Vor der Durchführung der gregorianischen Kalenderreform – ein Kapitel für sich – fiel der Wintersonnenwendentag in Schweden für einige Jahrzehnte genau auf den 13. Dezember – der kürzeste Tag, die längste Nacht. Mit diesem Tag verbanden sich vielerlei Lichtriten. Und mit dem Luciatag verbanden sich so auch Feierlichkeiten zur Wintersonnenwende. – Aber Lichtbringerin ist Lucia auch schon in der frühchristlichen Tradition. Nicht nur, weil ihr Name vom lateinischen Wort für Licht – lux- abzuleiten ist. Sie soll Christin geworden sein in einer Zeit, als der christliche Glaube im römischen Reich noch verfolgt wurde. Ihr Vater starb früh, ihre Mutter sollte von ihrem Glauben lieber nichts wissen. Erst später erfuhr sie von Lucias Glauben -schwer erkrankt, ließ sich die Mutter von der Tochter ans Grab der heiligen Agatha führen und erlebte dort Heilung von ihrer Krankheit. – Lucia hatte, so erzählt die Legende, gelobt niemals zu heiraten, sondern immer ganz für Jesus zu leben. Sie wollte anderen Menschen viel Gutes tun. Dies konnte sie in Syrakus, wo sie lebte, denn viele Christen lebten dort schon im Untergrund, aus Angst unter Kaiser Diokletion verfolgt zu werden. Viele verbargen sich in den Katakomben, einer im römischen Reich üblichen unterirdischen Begräbnisanlage. Ihnen brachte sie Lebensmittel. Weil es in den Katakomben dunkel war und Lucia für den Lebensmitteltransport beide Hände frei haben wollte, soll sie einen Lichterkranz auf ihrem Kopf getragen haben, der ihr den Weg ausleuchtete. Und zugleich war sie buchstäblich Lichtbringerin, hat ein Licht gebracht in die Dunkelheit und verzweifelten Lage der Menschen damals. Als Christin starb sie später den Martyrertod – und wurde zu einer Heiligen. Und für uns heute ist sie noch immer ein leuchtendes Beispiel von Glauben, der mutig bekennt und aufrichtig, entschlossen, liebevoll handelt. Einander etwas Licht bringen in dieser dunklen Zeit. Welche schönere Aufgabe könnte es geben mitten im Advent?

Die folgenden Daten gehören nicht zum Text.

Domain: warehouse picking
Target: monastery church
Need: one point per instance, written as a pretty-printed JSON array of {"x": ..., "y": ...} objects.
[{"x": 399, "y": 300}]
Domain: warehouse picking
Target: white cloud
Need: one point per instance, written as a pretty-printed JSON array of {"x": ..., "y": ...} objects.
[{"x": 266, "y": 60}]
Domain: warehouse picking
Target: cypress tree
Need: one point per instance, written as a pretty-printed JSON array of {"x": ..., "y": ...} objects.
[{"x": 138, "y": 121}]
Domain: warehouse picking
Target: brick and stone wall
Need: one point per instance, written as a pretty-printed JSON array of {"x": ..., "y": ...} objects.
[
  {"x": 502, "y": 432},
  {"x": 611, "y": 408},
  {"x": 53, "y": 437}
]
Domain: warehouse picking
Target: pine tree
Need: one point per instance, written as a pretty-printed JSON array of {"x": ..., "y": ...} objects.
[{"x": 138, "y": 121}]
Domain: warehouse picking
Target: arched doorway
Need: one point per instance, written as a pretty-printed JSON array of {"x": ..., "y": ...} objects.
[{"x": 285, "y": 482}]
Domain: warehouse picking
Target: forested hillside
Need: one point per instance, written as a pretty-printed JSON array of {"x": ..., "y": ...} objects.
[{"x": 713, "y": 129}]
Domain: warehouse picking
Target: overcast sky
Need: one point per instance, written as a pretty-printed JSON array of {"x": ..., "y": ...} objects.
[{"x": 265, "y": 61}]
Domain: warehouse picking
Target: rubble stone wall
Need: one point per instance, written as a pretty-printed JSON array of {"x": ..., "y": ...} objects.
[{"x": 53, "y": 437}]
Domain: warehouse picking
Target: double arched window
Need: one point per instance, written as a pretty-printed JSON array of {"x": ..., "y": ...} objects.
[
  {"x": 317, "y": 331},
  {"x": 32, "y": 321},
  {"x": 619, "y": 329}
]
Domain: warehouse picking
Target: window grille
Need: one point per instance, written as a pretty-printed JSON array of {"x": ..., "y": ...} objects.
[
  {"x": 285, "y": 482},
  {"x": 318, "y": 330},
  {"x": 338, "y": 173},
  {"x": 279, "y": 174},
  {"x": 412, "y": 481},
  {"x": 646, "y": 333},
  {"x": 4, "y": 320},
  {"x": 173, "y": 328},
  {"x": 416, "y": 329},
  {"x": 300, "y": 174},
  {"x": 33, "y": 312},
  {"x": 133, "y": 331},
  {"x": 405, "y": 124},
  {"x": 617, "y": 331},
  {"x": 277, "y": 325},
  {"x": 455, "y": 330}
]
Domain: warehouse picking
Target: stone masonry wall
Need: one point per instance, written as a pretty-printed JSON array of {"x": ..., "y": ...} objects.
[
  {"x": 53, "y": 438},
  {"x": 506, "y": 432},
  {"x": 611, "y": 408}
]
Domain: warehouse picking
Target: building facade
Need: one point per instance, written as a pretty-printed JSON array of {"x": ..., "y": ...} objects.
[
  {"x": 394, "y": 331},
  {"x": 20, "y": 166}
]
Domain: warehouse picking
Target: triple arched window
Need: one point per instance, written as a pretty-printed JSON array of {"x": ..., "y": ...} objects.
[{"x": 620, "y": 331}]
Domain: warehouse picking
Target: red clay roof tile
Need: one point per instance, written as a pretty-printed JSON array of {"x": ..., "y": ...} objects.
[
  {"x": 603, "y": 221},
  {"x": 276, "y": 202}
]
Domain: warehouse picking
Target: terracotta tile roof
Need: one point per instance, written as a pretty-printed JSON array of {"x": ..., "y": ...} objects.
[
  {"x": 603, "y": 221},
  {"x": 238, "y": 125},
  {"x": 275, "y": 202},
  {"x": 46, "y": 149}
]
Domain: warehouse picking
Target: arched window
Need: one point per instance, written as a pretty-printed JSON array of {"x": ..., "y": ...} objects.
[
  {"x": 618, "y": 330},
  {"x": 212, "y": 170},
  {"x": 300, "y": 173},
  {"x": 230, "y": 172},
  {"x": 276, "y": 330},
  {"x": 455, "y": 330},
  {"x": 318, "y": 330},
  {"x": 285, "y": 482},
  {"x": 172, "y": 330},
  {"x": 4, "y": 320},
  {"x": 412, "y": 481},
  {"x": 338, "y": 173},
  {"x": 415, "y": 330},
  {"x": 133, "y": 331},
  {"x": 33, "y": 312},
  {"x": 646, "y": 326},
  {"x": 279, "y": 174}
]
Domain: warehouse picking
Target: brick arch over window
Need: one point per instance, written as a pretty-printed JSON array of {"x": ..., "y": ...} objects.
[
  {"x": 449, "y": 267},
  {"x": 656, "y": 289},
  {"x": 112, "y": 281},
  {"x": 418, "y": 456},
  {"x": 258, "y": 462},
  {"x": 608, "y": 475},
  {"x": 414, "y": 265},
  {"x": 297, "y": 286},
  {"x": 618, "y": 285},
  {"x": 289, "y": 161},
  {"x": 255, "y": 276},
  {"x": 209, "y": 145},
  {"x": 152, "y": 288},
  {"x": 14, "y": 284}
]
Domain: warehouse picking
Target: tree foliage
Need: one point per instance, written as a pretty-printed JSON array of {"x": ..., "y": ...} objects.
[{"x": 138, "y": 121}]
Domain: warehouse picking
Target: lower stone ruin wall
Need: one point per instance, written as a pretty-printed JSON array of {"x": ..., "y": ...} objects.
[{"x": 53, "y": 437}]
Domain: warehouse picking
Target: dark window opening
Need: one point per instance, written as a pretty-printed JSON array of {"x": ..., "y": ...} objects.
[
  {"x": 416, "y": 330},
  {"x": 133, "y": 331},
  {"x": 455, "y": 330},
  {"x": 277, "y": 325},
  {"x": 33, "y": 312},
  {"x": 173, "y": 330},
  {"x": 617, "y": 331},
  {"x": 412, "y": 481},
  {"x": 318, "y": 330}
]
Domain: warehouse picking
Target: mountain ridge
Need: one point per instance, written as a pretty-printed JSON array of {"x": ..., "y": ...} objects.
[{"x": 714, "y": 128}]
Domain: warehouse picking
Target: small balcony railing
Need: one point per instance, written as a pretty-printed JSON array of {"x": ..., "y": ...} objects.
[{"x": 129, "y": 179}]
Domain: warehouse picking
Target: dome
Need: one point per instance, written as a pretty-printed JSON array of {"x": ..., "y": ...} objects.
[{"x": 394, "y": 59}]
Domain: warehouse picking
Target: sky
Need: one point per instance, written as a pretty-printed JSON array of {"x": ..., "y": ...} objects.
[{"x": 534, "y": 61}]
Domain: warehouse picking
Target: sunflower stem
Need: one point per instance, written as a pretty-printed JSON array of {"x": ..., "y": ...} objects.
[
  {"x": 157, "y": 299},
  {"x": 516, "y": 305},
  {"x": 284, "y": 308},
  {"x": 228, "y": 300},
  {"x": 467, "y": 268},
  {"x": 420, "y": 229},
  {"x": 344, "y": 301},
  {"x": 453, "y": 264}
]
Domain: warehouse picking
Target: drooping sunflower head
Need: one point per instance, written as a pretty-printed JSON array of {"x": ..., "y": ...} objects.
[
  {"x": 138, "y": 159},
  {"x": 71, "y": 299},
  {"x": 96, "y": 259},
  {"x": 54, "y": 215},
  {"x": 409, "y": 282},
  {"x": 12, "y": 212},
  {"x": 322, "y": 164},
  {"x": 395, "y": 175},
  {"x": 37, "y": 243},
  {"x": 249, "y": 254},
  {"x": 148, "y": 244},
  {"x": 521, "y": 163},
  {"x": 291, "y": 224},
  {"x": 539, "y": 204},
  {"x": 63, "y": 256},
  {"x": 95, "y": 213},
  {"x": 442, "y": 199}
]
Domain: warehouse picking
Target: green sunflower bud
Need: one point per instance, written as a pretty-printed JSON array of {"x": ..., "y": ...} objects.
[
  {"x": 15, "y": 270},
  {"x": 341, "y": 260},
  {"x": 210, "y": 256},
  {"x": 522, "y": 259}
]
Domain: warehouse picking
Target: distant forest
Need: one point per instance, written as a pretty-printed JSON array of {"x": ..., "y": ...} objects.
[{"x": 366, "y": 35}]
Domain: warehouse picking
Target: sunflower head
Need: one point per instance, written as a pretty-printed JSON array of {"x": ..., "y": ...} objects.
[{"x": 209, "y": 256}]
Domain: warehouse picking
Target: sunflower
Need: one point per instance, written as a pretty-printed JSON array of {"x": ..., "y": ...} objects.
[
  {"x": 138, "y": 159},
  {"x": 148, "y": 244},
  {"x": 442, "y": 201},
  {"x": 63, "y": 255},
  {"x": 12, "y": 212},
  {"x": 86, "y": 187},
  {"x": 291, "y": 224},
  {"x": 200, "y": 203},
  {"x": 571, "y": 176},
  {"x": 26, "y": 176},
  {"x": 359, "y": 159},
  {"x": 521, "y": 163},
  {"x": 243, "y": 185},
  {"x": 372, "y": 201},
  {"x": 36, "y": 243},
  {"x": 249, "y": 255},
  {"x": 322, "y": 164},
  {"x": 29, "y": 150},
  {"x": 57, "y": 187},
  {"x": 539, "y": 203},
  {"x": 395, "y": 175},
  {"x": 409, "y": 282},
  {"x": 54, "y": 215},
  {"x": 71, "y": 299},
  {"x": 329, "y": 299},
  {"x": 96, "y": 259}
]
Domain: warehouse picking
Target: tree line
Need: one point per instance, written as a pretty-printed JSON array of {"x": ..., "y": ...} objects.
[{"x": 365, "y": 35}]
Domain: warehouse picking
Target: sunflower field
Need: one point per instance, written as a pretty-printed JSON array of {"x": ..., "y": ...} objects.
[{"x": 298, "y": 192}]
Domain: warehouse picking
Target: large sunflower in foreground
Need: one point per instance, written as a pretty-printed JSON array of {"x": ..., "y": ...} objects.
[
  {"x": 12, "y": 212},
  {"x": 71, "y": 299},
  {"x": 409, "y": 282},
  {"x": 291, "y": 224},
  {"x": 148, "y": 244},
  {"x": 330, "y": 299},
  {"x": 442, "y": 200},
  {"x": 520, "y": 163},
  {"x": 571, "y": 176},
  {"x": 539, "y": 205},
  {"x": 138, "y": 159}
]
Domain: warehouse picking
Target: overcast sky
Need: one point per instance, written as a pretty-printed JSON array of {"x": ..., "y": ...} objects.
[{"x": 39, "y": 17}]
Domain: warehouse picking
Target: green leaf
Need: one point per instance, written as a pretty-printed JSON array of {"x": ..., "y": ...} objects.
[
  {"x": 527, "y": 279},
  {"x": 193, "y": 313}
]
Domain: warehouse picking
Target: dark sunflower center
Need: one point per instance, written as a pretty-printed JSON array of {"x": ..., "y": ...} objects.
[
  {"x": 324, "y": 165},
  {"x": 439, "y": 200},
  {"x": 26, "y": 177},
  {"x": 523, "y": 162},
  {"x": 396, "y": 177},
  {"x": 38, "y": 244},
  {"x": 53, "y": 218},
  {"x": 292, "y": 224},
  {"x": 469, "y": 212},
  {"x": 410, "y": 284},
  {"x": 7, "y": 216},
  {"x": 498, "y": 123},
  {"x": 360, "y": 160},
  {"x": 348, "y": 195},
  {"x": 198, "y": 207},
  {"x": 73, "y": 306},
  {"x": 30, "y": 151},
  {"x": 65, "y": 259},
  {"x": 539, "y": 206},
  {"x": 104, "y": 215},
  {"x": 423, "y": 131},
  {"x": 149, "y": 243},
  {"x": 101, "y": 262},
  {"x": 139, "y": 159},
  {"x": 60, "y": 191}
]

Foto: Am Sonntag feierten wir einen Luciagottesdienst in Neugalmsbüll, und vier junge Damen schlüpften in die Rolle von Lucia und ihren Gefährtinnen – ihr habt das großartig gemacht und auch das Lucialied so schön gesungen! Danke auch an Birgit Deussing für die Anleitung und Mitwirkung!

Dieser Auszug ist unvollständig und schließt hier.